Ants, fireflies, beetles, and families of insects I don’t have names for marched up and down the stems, crawled out from underneath the leaves, and got stuck in the sticky milky sap the plants were bleeding. As I hurriedly rolled down my car windows and tried to coax an expanding cloud of insects into leaving, the cuttings – which were already drooping badly – mocked me from the passenger seat. Dang it.

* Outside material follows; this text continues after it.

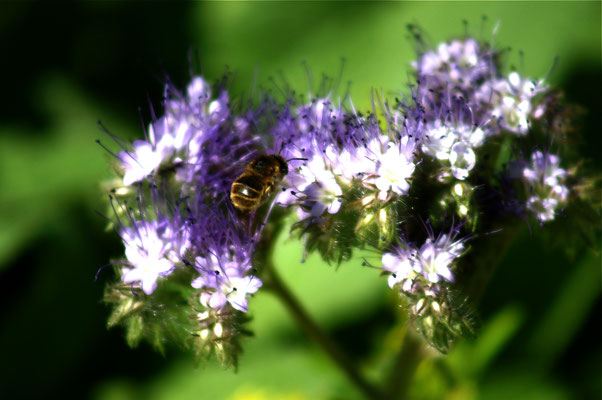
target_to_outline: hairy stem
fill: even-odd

It turns out that successfully photographing milkweed depends on a carefully planned, warp-speed campaign that goes as follows: have your photo equipment set up, powered on and fine-tuned ahead of time > locate a milkweed patch really close to your studio > find a specimen with foliage that hasn’t already been chewed to rags by bugs > remove as many bugs as possible before cutting > cut it > run like the wind to the studio, flicking off the remaining bugs as you go > arrange and shoot it, fast. Milkweed waits for no one.
Is it worth the effort? You betcha. I hadn’t been this close to milkweeds in bloom, and the dramatic shape and color of the flowers took me by surprise. An extra bonus: they smell amazing. All those bugs are onto something.
Common Milkweed, Asclepias syriaca
Shoot date: June 26, 2019
Possible use as a cut flower: Nope. But stop by a ditch around the end of June and give them a sniff.
Love this! I have often wondered about the flowers I have seen by the side of the road. Your pics are amazing too!
Thanks Kathy! I’ve spent many an hour on road trips checking out the flowers along the roads too, and that’s one reason I’m enjoying this project so much. It turns out I might be learning more about botany than photography!